Belo Horizonte – Minas Gerais registrou saldo de 8.991 novos empregos com carteira assinada em abril de 2026, segundo dados do Cadastro Geral de Empregados e Desempregados (Novo Caged) divulgados nesta quinta-feira (28/5). O resultado é fruto de 238.791 admissões e 229.800 desligamentos, mantendo a sequência de saldos positivos registrada pelo estado desde janeiro deste ano.

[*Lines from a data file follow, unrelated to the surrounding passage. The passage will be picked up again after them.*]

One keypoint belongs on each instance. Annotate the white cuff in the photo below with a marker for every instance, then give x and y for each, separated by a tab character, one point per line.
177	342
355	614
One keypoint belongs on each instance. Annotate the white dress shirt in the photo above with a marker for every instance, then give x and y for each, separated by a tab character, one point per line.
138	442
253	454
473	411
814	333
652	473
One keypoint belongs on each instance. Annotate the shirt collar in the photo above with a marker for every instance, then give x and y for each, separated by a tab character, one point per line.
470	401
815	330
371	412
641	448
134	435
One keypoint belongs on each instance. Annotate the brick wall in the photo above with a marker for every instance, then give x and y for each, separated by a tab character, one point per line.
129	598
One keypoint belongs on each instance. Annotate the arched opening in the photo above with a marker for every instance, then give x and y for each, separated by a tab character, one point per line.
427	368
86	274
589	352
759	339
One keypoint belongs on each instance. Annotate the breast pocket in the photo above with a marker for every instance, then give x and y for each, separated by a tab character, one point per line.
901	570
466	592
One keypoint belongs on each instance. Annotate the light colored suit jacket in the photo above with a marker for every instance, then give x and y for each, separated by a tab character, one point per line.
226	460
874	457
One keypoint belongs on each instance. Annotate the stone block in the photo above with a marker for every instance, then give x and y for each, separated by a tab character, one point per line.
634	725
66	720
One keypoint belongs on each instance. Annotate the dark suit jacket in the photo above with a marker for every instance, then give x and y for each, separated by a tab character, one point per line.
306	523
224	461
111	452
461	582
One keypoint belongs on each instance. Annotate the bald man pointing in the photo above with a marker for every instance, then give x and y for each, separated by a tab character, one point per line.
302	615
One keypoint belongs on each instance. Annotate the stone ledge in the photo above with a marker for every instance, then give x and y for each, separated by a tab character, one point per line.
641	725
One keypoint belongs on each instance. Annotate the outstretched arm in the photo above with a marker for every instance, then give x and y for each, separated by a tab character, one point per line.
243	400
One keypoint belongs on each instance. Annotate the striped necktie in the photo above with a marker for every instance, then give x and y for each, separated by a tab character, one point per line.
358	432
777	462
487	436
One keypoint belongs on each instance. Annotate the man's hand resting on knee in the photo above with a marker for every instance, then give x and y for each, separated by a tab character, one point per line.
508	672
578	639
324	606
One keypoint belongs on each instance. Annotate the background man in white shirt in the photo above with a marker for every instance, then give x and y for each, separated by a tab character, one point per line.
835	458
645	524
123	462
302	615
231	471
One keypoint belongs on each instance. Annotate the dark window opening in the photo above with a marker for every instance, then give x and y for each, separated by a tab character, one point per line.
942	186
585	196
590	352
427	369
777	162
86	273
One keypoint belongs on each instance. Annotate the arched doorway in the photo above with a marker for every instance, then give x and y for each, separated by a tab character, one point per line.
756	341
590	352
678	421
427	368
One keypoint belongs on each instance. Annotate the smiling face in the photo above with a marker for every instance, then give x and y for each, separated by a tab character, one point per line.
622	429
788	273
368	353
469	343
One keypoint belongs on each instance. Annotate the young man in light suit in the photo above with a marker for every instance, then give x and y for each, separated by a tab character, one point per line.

Com o desempenho de abril, Minas já acumula 78.917 novos postos formais de trabalho no primeiro quadrimestre de 2026. No cenário nacional, o estado segue entre os três que mais geraram empregos no país no período e permanece como o segundo maior em número de trabalhadores com carteira assinada, totalizando 4.937.966 vínculos formais nos setores público e privado.
O resultado reforça o ciclo de crescimento econômico observado em Minas desde 2019, impulsionado por políticas de atração de investimentos, desburocratização e qualificação profissional. Desde então, o estado já criou mais de 1 milhão de empregos formais, alcançando a menor taxa de desemprego da história no quarto trimestre de 2025.
O secretário de Estado em exercício de Desenvolvimento Social, Ricardo Alves, destacou a qualificação profissional como um importante investimento para sustentar o crescimento do mercado de trabalho em Minas.
“Minas Gerais segue criando empregos porque o Estado investiu em preparar o trabalhador mineiro para as oportunidades que o mercado está gerando por meio de programas de qualificação e empregabilidade que conectam as pessoas às vagas disponíveis em todas as regiões do estado”, afirmou.
Setores que mais geraram empregos
Entre os setores da economia, Serviços liderou a criação de vagas em abril, com saldo de 5.793 postos. Em seguida aparecem Construção Civil, com 3.658 empregos, Agropecuária, com 954, e Indústria, com 415 novas vagas. O Comércio foi o único setor a apresentar saldo negativo no período, com fechamento de 1.856 postos de trabalho.